Distribution: Fedora Core 2 with kernel 2.6.7-1.486 RPM from http://people.redhat.com/~arjanv Hardware Environment: Gigabyte 8ITXE motherboard, Pentium 4, Adaptec 29160N Software Environment: (see above) Problem Description: Due to problems in the aic7xxx driver (its I/O task refuses to go to sleep), system does not suspend to ACPI S3 - it tries, gives up, and resumes normal operation. echo 3 > /proc/acpi/sleep produces the following: PM: Preparing system for suspend Stopping tasks: ========== stopping tasks failed (1 tasks remaining) Restarting tasks...<6> Strange, ahc_dv_0 not stopped done Steps to reproduce: echo 3 > /proc/acpi/sleep produces the following:
As Arjan's 2.6.7-1.486 RPM is based on 2.6.8-RC1, the cause might be the following: http://marc.theaimsgroup.com/?l=linux-scsi&m=108306129820558&w=2 This change is present in 2.6.8-RC1 mainline
Created attachment 3385 [details] aic7xxx_swsusp.patch If I apply this patch (attached), I am now able to enter ACPI S3 suspend, but resume is still broken: The first time I try to access the hard disk after resuming, the kernel prints "Kernel panic: Loop 1"

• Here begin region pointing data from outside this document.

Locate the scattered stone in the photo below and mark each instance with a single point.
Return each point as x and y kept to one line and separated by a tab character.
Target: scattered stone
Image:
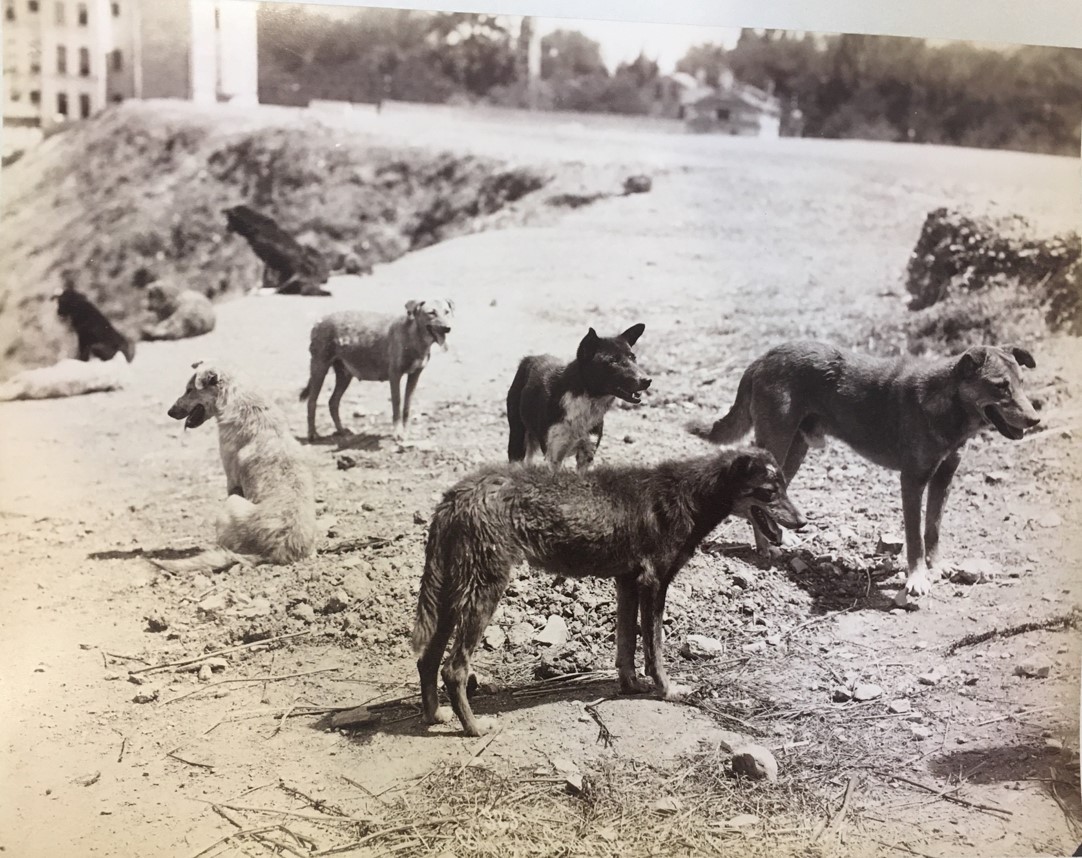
215	603
519	634
867	691
668	804
555	632
1050	520
1032	669
973	570
754	762
932	677
495	638
743	579
337	603
303	611
697	646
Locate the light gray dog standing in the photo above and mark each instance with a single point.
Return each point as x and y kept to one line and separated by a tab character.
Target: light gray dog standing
906	414
374	346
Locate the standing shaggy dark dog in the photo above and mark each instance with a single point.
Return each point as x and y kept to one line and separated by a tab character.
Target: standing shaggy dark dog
559	408
637	526
96	335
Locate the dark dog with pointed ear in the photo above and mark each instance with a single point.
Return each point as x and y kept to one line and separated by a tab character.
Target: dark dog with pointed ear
558	409
95	333
637	526
909	416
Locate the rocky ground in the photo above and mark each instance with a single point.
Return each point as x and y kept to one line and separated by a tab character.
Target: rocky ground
971	751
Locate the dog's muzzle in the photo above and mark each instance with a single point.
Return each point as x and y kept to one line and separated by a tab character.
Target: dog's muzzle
1005	429
439	332
192	419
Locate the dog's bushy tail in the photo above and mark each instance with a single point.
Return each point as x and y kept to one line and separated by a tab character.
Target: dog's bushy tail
737	423
215	559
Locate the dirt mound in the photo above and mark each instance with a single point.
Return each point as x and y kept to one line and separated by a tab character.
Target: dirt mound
137	194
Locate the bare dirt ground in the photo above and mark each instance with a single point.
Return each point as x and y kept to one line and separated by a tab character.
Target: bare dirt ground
738	247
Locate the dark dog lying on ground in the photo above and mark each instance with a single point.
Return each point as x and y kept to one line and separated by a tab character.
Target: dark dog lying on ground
374	346
96	335
909	416
559	408
636	525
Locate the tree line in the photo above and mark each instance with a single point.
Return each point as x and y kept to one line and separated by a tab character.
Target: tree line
847	86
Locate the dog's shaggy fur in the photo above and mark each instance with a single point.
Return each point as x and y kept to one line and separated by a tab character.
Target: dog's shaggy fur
95	333
269	514
559	408
909	416
374	346
66	378
177	313
635	525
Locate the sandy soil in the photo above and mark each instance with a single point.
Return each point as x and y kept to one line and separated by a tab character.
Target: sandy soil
736	248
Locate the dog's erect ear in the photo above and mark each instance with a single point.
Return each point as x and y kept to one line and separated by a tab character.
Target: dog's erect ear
1021	356
971	360
589	345
631	335
742	467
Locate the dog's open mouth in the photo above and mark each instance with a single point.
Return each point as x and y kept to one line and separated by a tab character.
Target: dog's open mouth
196	417
1004	429
438	332
766	524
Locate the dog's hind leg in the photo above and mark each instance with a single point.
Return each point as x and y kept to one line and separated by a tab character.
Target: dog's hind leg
411	380
316	375
427	668
651	607
478	607
938	489
627	634
342	379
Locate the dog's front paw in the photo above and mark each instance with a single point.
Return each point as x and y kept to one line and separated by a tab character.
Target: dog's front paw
441	715
633	684
485	726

Comment on attachment 3385 [details] aic7xxx_swsusp.patch I'm floating a patch on the mailing lists; see http://marc.theaimsgroup.com/?l=linux-scsi&m=109054640414945&w=2
has this been fixed in recent kernels?
Not that I know of. Last time I checked, the scsi midlayer in general is also missing suspend/resume support. Specifically, you need to resolve all outstanding transactions (quiesce) every device on the SCSI bus before you can put the bus adapter itself to sleep, so you have to implement the suspend/resume driver model in sd, scd drivers et cetera. I made patches for this and for aic7xxx back in the 2.6.12 timeframe but I was having trouble getting the full-time linux-scsi maintainers to take an interest in them. If someone else is interested in advocating for this functionality and resurrecting the patches, I can probably dig my work out and freshen it up.

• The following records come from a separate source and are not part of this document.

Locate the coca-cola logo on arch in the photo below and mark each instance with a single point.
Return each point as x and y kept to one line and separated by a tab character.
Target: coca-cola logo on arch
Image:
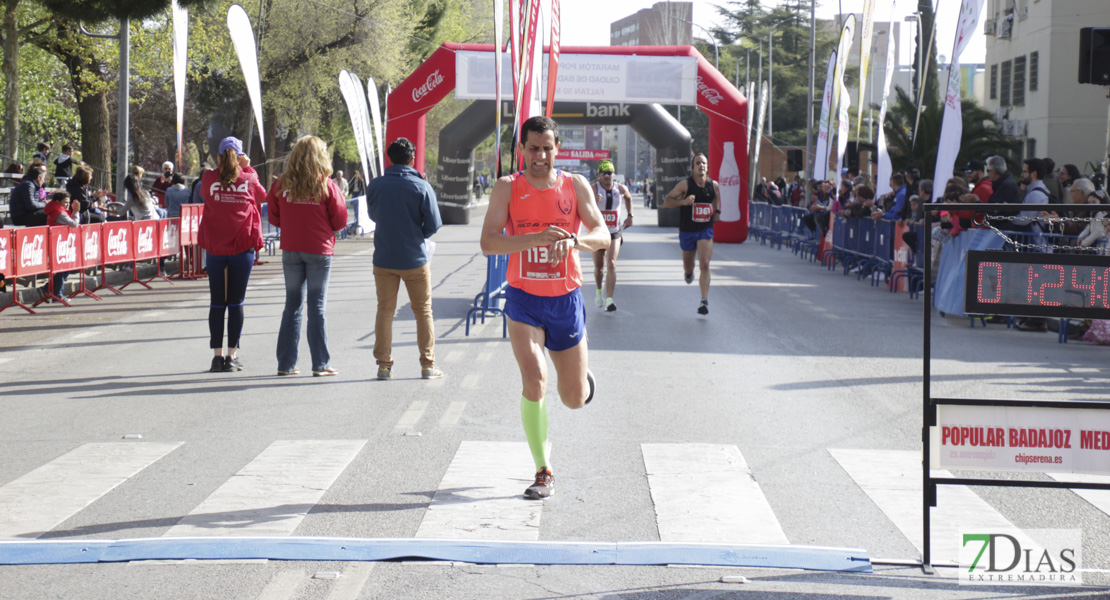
433	80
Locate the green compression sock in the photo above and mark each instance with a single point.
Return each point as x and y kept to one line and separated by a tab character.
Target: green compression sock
534	417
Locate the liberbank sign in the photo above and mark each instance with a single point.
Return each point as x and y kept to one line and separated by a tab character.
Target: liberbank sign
612	79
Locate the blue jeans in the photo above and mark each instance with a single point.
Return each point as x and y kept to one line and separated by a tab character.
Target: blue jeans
310	272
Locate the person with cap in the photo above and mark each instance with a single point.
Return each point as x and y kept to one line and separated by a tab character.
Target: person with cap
163	182
615	203
981	185
231	234
697	199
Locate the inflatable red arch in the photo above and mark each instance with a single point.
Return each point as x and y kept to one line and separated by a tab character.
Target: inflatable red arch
717	98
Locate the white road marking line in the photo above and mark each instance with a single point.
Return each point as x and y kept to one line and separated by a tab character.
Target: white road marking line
351	582
1099	498
892	480
43	498
411	416
705	492
451	416
271	495
283	586
481	496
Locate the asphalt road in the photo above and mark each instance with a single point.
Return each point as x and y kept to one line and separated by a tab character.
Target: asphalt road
796	373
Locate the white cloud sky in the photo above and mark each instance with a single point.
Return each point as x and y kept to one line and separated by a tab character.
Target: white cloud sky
584	24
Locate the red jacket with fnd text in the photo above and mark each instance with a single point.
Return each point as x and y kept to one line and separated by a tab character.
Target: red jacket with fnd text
232	222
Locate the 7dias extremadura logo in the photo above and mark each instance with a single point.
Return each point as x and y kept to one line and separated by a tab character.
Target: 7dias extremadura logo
1021	558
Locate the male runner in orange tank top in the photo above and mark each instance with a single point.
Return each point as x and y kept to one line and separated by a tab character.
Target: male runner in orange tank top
534	216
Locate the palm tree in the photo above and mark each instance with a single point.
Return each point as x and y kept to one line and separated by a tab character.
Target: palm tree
981	134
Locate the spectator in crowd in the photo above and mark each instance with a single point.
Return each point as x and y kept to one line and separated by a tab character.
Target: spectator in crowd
231	234
344	186
61	210
1055	190
162	183
357	185
91	202
1003	189
982	186
309	207
26	204
898	200
63	164
404	207
177	194
141	204
43	153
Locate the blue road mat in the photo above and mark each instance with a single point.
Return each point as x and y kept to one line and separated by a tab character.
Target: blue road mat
476	551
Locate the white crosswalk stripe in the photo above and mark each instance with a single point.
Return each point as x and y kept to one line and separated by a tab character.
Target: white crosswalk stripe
705	492
272	495
43	498
481	496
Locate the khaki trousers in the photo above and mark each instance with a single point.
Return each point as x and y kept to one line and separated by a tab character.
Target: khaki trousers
419	285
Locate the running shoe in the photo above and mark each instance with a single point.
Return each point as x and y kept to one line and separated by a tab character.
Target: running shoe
543	487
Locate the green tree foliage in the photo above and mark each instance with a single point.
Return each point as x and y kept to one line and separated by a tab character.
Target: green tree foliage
981	134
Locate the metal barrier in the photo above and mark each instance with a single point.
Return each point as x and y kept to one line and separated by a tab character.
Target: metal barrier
488	301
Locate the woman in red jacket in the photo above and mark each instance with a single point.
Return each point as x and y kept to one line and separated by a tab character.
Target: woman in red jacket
309	207
231	233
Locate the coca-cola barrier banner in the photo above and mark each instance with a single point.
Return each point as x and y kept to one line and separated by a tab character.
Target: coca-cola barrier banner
31	252
169	234
90	245
723	103
64	248
147	244
6	252
117	240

One also needs to write code in the SD driver that handles spin-up/spin-down in a clean way. I got this working on my specific hard drive but if I remember correctly, some people were worried about the effect of the code on all configurations. I think I was sending an explicit spinup command. Getting everyone to agree upon logic to cleanly reinitialize, and spin up if necessary, a SCSI hard drive after resume is probably the major remaining issue here. Of course resume doesn't work at all right now so anything we do is probably better than nothing ;)
I got a crash on resume using SUSE 10.x having a scsi-only system on my aha2940UW, kernel 2.6.18 There is no disk activity after the finished resume op. X11 etc. are just as before suspend. Then the aic7xxx locks up with a lot of messages, so fast that I cannot read.
err PING ? This is still broken in latest 2.6.22-rc3 ( with or without scsi-misc git patches ) on my Dell Precision 530 MT ( suspend to whatever is broken ) I always get the same error(s) after resume. I attach my lspci output and I managed to log all the errors the card dumps after resume so I attach the broken dmesg as well. Does someone care at all about this issues ?
Created attachment 11611 [details] dmesg
Created attachment 11612 [details] lspci
Unfortunatly, this seems to require someone with deep SCSI knowledge to fix a couple of drivers. That said, we have suspend support in SATA drivers, so the SCSI midlayer must have been updated.
Some work does appear to have been done on the scsi midlayer, but I don't know if this has been merged yet or if it's in a state that works for more than just SATA. Of course, the SCSI midlayer needs to be sorted out before it makes sense to merge any changes for SCSI HBA drivers. See here: http://lwn.net/Articles/157057/
Looks like some parts are merged other not ( but maybe done in some other way ?! ). I guess a good idea is to ask the patch author :) Anyway if someone has some patch for this issues , whatever experimental or not I can test it.
Any updates on this bug, do the problems still exist with latest kernel? Maybe Nathan and Rafael can outline what needs to be done still and whether those are "projects" that need to be announced so someone (if not you) takes ownership. Thanks.
Yes the problems still exists in 2.6.23-rc7 and latest -mm kernel.
Problem still exists but I've taken this bug as far as I can on my own...
Created attachment 13227 [details] aic7xxx-add-suspend-resume Patch to add suspend/resume support to aic7xxx.
With the above patch it should work. We only have to take care to save some extra PCI registers (which the PCI core doesn't know about). And as we're lazy we're doing a full SCSI bus reset on resume, so we don't have to worry about the internal state of the aic7xxx anyway. Patch has been tested by Jens Axboe and accepted in scsi-misc, so we can close this.